When you factor in all of the the grading, lighting, tone/contrast-shaping, and massively upgraded bloom dialed in via ENB, I think it finally starts breaking away from the base game on a level that has already been possible in Skyrim. It helps to have upgraded textures, too. Better materials come out smoother and more natural under the GI. More than anything it is about the quality of the normal and specular mapping. And I don't just mean like, the data fidelity of them, but how well-done they really are - UV coherence included. I've spent a lot of time scouting those out for nearly every object and surface in FO4.
I need to get screenshots with characters in them. It has a really dramatic effect on actors, mostly in the shadows drawn onto them by RTGI (though the bounce-light does catch prominently when they're near enough to a strong enough source.) Actors also benefit a lot from the path-trace-assisted subsurface scattering provided by RadiantGI. The latter really has a way of cleaning up their faces and giving them smooth, fleshy substance, while the former puts them much more *where they are* in the scene. RTGI is most consistently dramatic on them.
The only downside to doing path-traced lighting through ReShade is that it draws *over* engine-generated fog. With interiors, shadows on some objects have that same starkness as AO over fog in spots. The shadowed sections just cut sharply through the fog as the object/surface stretches into the distance. I'll need to mod the distance fog inside down a bit to make it less obvious.
Outside, this isn't often an issue, as I have the fog far out enough that GI shadows do nothing by the time fog is a major factor. Stuff that's close enough to catch is better cutting through. It does catch gobs of bounce lighting and sky emittance that wash-out a lot of occlusion not on the backs of trees, which gives it a lot of extra dimension over distance. The shadows mostly hit on things blocking the sun close to you, combining with the aforementioned distant-fog-gathering to give a stronger sense of separation across the whole image. The fog grows brighter between the trees it courses through in the distance, and pockets of shadow cast by those same trees loom darker behind and beneath them.

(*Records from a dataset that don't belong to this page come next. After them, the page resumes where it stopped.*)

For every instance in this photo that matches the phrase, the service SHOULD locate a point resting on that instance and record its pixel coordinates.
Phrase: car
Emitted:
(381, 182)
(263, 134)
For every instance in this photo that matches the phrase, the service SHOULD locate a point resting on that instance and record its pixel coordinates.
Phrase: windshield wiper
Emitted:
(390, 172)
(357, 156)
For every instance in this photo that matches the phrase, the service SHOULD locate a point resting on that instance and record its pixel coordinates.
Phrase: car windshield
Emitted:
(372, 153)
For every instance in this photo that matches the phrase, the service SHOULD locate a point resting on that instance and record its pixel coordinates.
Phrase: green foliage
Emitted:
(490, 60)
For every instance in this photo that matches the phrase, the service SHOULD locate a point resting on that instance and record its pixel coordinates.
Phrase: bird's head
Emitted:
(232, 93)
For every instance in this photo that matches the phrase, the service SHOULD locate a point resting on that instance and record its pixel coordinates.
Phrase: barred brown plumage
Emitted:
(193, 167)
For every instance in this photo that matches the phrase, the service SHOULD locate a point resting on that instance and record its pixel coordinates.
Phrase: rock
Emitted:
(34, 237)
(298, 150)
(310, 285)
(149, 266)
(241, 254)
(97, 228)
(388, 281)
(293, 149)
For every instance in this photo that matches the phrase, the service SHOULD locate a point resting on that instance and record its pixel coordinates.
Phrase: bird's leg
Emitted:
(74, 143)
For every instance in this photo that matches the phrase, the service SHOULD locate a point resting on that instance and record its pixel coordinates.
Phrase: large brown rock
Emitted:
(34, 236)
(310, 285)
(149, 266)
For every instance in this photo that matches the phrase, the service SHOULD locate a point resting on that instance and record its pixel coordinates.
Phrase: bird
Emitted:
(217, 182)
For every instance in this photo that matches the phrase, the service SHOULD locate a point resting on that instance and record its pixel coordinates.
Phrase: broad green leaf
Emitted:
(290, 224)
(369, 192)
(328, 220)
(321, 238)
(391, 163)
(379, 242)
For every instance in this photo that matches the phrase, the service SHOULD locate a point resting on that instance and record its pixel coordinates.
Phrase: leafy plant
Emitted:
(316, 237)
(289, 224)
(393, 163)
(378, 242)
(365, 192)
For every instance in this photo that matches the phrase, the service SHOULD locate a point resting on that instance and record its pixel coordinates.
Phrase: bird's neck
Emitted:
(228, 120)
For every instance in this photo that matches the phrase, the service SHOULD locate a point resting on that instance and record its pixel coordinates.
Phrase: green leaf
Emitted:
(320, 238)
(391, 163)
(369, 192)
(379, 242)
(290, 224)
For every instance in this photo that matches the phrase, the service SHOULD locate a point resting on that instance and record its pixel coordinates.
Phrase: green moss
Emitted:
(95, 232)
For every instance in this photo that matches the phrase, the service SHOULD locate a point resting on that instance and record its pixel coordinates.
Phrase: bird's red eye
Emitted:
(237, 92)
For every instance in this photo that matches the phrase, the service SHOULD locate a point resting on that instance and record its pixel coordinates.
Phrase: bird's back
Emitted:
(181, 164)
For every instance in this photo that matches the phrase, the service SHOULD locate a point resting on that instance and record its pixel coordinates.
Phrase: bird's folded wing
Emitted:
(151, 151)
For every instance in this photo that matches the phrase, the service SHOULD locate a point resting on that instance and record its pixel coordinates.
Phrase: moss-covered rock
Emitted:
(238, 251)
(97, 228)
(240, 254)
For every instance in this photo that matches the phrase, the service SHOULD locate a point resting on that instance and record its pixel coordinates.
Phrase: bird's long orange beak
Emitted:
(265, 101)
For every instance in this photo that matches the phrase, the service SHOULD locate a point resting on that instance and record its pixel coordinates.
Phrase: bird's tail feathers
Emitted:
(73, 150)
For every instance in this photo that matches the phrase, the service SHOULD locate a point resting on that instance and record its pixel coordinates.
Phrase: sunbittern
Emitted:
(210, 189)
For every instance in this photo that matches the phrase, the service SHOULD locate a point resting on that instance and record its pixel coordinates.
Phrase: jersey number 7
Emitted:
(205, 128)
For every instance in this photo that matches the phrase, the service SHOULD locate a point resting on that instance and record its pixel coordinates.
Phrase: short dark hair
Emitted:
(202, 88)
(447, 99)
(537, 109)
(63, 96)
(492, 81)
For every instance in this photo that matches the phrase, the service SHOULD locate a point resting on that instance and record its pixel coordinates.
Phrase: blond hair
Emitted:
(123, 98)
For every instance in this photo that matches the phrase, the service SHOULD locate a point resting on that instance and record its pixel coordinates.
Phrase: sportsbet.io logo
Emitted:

I need to mess with my gamma and tone shaping in ENB more to maximize the effect. It will actually multiply the strength of the GI. I can give it more headroom in ENB, make room starting with the engine-level output and proceed to make the global illumination stronger in order bring more clean, dimensional contrast than is otherwise possible without cooking the image like a bad photoshop from the 2000's. That's where the magic of this whole path-traced lighting effect is - it essentially creates a new lighting dynamic that is both stronger and more nuanced, both making the images appear more natural and adding a subtle, but crucial form of depth. That is the one engine-level part about this. It uses engine depth information to draw path-traced illumination effects.